I have been trying the implemented FMPE method sbi.inference.FMPE on a few SBI tasks. With the default parameter settings, I found that the performance is terrible, compared to the results reported in the paper (Flow Matching for Scalable Simulation-Based Inference.
For example, on the two-moons task from sbibm, FMPE with either mlp or resnet backend trained on 10000 simulations often only achieved about 0.9 of c2st accuracy, or even worse.
This is the posterior samples of the trained FMPE conditioned on the first observation from sbibm:
I am using the following code snippet. There are some hydra and wandb configurations, but basically I was using the original FMPE implementations in SBI and didn't change any parameters.
import logging
import os
import hydra
import torch
from omegaconf import DictConfig, OmegaConf
from sbi.analysis import pairplot
from sbi.inference import FMPE
import sbibm
import wandb
from sbibm.metrics import c2st
@hydra.main(version_base=None, config_path="./configs", config_name="train_fmpe_sbibm")
def train(cfg: DictConfig):
device = "cuda" if torch.cuda.is_available() else "cpu"
logging.info(f"Device: {device}")
enable_wandb = cfg.wandb.enabled
if enable_wandb:
wandb.init(
config=OmegaConf.to_container(cfg, resolve=True, throw_on_missing=True),
project=cfg.wandb.project,
tags=cfg.wandb.tags,
name=cfg.wandb.name,
reinit=True,
)
task = sbibm.get_task(cfg.data.name)
prior_gen = task.get_prior()
prior_dist = task.get_prior_dist()
simulator = task.get_simulator()
observation = task.get_observation(num_observation=1)
reference_samples = task.get_reference_posterior_samples(num_observation=1)
theta_train = prior_gen(num_samples=cfg.data.num_training_samples)
x_train = simulator(theta_train)
theta_test = prior_gen(num_samples=cfg.data.num_test_samples)
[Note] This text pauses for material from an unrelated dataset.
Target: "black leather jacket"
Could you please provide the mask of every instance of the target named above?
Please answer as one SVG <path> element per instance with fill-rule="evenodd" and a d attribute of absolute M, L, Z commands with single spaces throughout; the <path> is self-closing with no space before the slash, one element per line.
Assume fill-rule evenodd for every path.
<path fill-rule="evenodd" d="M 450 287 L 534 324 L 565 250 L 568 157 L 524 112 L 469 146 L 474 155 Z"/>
x_test = simulator(theta_test)
model = FMPE(
density_estimator="resnet",
prior=prior_dist,
device=device,
)
model.append_simulations(theta=theta_train.to(device), x=x_train.to(device)).train(
force_first_round_loss=True
)
posterior = model.build_posterior()
test_log_probs = posterior.log_prob_batched(
theta_test.unsqueeze(0).to(device), x_test.to(device), norm_posterior=False
)
samples = posterior.sample(sample_shape=(len(reference_samples),), x=observation)
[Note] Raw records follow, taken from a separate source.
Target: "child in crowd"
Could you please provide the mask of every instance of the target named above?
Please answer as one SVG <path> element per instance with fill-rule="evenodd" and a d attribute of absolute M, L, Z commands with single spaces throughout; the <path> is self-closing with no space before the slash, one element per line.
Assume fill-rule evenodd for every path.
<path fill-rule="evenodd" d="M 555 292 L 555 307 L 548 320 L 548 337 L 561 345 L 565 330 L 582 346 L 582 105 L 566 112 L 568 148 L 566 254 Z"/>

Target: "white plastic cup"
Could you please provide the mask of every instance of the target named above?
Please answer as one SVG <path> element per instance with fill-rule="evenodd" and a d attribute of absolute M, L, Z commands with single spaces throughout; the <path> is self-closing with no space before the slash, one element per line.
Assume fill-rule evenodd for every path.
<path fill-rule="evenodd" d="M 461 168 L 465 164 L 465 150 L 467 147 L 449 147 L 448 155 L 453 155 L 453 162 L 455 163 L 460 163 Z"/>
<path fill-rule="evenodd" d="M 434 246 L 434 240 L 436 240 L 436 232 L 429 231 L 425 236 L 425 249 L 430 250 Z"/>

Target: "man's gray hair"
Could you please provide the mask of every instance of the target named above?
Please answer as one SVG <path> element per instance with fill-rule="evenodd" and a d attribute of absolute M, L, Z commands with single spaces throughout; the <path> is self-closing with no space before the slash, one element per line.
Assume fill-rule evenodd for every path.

c2st_accuracy = c2st(samples, reference_samples)
if enable_wandb:
wandb.run.summary["mean test log_prob"] = torch.mean(test_log_probs)
wandb.run.summary["c2st"] = c2st_accuracy
logging.info(f"mean test log_prob: {torch.mean(test_log_probs)}")
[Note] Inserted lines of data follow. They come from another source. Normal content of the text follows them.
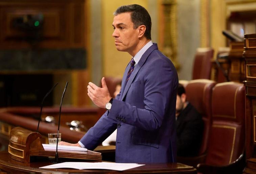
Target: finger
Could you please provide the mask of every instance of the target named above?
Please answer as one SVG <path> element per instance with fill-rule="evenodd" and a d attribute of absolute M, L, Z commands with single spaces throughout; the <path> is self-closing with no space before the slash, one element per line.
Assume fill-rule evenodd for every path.
<path fill-rule="evenodd" d="M 97 85 L 96 85 L 94 83 L 92 83 L 92 82 L 89 82 L 89 85 L 90 86 L 91 86 L 92 87 L 92 88 L 94 89 L 96 89 L 99 87 L 98 86 L 97 86 Z"/>
<path fill-rule="evenodd" d="M 92 93 L 91 92 L 88 92 L 87 93 L 87 95 L 88 95 L 88 96 L 90 97 L 90 98 L 91 98 L 92 100 L 93 100 L 93 95 L 92 95 Z"/>
<path fill-rule="evenodd" d="M 103 77 L 102 79 L 101 79 L 101 84 L 102 85 L 103 88 L 107 88 L 107 84 L 106 83 L 106 81 L 105 81 L 105 77 Z"/>

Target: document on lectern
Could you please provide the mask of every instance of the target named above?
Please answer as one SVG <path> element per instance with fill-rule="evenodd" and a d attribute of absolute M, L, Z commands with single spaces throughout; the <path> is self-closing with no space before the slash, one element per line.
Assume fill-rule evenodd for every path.
<path fill-rule="evenodd" d="M 99 163 L 66 162 L 42 167 L 39 168 L 42 169 L 70 168 L 79 170 L 107 169 L 123 171 L 144 165 L 145 165 L 135 163 L 116 163 L 106 162 Z"/>
<path fill-rule="evenodd" d="M 43 144 L 43 146 L 45 150 L 47 149 L 56 149 L 56 144 Z M 58 145 L 58 150 L 74 150 L 75 151 L 87 151 L 87 149 L 83 148 L 78 146 L 64 146 L 63 145 Z"/>

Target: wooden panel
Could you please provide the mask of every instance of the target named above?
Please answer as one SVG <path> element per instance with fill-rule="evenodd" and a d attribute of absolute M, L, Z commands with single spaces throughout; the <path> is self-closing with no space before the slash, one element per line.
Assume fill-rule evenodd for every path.
<path fill-rule="evenodd" d="M 85 48 L 84 4 L 83 0 L 0 2 L 0 47 L 28 48 L 35 43 L 41 48 Z M 40 14 L 43 17 L 42 30 L 34 27 L 22 29 L 14 25 L 19 19 L 28 23 L 32 21 L 30 17 Z"/>
<path fill-rule="evenodd" d="M 246 89 L 246 151 L 247 165 L 244 173 L 256 172 L 256 34 L 245 34 L 244 51 Z M 250 171 L 249 172 L 249 171 Z M 248 173 L 249 172 L 249 173 Z"/>

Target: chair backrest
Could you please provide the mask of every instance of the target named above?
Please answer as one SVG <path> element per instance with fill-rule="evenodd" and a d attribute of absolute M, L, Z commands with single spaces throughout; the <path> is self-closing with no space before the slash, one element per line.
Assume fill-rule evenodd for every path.
<path fill-rule="evenodd" d="M 198 79 L 189 81 L 185 87 L 187 100 L 190 102 L 202 116 L 204 121 L 204 132 L 198 155 L 207 150 L 209 131 L 211 123 L 211 101 L 212 89 L 215 81 Z"/>
<path fill-rule="evenodd" d="M 198 48 L 195 56 L 192 79 L 210 79 L 211 62 L 214 51 L 211 48 Z"/>
<path fill-rule="evenodd" d="M 245 88 L 224 82 L 212 90 L 211 126 L 205 163 L 225 165 L 237 160 L 245 145 Z"/>

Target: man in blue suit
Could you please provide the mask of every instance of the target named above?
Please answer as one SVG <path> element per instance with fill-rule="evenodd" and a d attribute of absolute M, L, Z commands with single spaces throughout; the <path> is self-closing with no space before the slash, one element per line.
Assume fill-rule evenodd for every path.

logging.info(f"c2st: {c2st_accuracy}")
fig, _ = pairplot(samples)
if not os.path.exists("./results/figures"):
os.makedirs("./results/figures")
fig.suptitle(f"c2st={c2st_accuracy.item()}", fontsize=16)
fig.savefig(
"./results/figures/fmpe_sbibm_" + cfg.data.name + "_posterior_samples.png"
)
if __name__ == "__main__":
train()
Thanks for reporting this!
Indeed, for the mini-sbibm we are working on, see #1335 , we observe similar performance on two-moons (with fewer simulations though).
We will have a look on the difference between the implementations here vs. in https://github.com/dingo-gw/flow-matching-posterior-estimation.
Thanks for your response and good to know your ongoing work!
Just for more information, I also run the codebase in https://github.com/dingo-gw/flow-matching-posterior-estimation on two-moons. Its performance is also terrible (around 0.8 c2st accuracy) with 10000 simulations, which is much worse than the results in their paper. But it performs very well (about 0.55 c2st accuracy) with 100000 simulations.
there was a potentially relevant bug fix: #1492
See this PR #1497 for potential improvements. e.g., this comment about the architecture: https://github.com/sbi-dev/sbi/pull/1497#issuecomment-2751932097
#1544 add bug fixes and improvements to these methods and fixed many performance issues.